The chapter on cycling safety is followed by one titled Health and the Bicycle .  Mapes uses his own experience of how taking up cycle commuting led to loss of weight which had been gradually building up since college days.  He touches also on the perception that cyclists inhale high levels of air pollution and cites studies that show that, except where cyclists share a lane with diesel buses, the levels of pollutants inside a car are greater than those outside.  Perhaps we should give cuts in the Medicare levy to cyclists who are lighter and healthier than their motoring neighbours and have a much lower risk of obesity-related illnesses.

Many of us rode bikes as children.  Jeff Mapes is concerned that children today are more likely to be chauffeured to school than to walk or ride a bike, and that many children don’t cycle.  He describes various programs to promote cycling and walking to school, commenting that cyclists and pedestrians are eyes on the street – making our streets safer.

In the final paragraph of the last chapter Jeff Mapes states:

Humans are social animals and most of us want to cluster together in some fashion.  And to me that’s one of the great things about the bike.  It provides a vehicles that enhances the city’s streetscapes instead of degrading them; houses sell for less if they’re on arterials, but they hold their value just fine on bike boulevards.  And bikes can be a lovely way to experience the city.
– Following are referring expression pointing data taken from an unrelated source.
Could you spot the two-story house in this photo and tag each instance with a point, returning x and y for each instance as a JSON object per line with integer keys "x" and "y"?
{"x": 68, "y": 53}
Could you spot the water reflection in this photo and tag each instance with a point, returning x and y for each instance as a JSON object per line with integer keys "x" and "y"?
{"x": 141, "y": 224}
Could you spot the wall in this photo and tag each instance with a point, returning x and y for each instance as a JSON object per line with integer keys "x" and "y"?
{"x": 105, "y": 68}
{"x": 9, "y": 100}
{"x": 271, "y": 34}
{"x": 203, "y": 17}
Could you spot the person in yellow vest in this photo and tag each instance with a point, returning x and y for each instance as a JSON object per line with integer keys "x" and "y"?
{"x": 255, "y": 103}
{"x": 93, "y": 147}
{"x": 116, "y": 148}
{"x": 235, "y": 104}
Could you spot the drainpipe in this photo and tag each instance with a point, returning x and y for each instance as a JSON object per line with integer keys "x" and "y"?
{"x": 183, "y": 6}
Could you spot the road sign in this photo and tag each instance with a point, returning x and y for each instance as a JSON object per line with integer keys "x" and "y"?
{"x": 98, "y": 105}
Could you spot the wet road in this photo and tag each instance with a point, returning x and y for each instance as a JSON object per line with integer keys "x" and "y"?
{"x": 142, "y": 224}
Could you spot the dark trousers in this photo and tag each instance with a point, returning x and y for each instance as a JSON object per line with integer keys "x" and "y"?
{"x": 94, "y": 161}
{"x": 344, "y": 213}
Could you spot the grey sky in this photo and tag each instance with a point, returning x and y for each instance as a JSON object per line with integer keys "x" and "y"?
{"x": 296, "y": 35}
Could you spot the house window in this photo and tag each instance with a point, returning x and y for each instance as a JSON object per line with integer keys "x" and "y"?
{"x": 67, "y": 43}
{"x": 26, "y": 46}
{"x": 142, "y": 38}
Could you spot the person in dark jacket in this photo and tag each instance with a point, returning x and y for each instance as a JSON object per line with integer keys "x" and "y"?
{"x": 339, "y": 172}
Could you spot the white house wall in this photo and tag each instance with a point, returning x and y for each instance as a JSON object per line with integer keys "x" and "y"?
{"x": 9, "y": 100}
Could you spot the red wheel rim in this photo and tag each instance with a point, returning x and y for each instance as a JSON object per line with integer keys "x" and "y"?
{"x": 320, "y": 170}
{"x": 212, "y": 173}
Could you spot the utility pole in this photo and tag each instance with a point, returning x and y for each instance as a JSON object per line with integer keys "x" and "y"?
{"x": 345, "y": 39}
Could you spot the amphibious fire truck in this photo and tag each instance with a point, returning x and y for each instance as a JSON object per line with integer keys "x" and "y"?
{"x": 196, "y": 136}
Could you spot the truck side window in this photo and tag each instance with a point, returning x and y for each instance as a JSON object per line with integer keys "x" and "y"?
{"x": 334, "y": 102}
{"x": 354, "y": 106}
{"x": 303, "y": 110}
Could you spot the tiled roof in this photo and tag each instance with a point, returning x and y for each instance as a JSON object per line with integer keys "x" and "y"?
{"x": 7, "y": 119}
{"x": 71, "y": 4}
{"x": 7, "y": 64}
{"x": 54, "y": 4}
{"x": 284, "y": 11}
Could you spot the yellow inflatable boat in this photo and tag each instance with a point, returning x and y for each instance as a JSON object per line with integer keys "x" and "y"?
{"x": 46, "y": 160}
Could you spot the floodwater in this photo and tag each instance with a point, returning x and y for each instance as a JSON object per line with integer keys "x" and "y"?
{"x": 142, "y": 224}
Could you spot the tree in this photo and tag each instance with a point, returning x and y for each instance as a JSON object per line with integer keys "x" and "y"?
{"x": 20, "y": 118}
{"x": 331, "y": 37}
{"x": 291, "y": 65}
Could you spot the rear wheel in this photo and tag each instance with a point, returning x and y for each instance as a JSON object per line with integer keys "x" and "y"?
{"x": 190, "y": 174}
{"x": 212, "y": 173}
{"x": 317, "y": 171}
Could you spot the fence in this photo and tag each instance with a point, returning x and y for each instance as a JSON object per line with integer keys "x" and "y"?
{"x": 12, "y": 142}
I recommend this book to anyone who shares the dream of a transport system that includes a more important place for bicycles, and a transport culture where the bicycle has a legitimate place.  For any cyclist, it shows what is possible when people are prepared to work towards more liveable cities through a more balanced transport model.

Jeff Mapes, Pedaling Revolution: How Cyclists are Changing American Cities, Oregon State University Press, Corvallis, 2009.

My copy came from The Geelong Regional Library.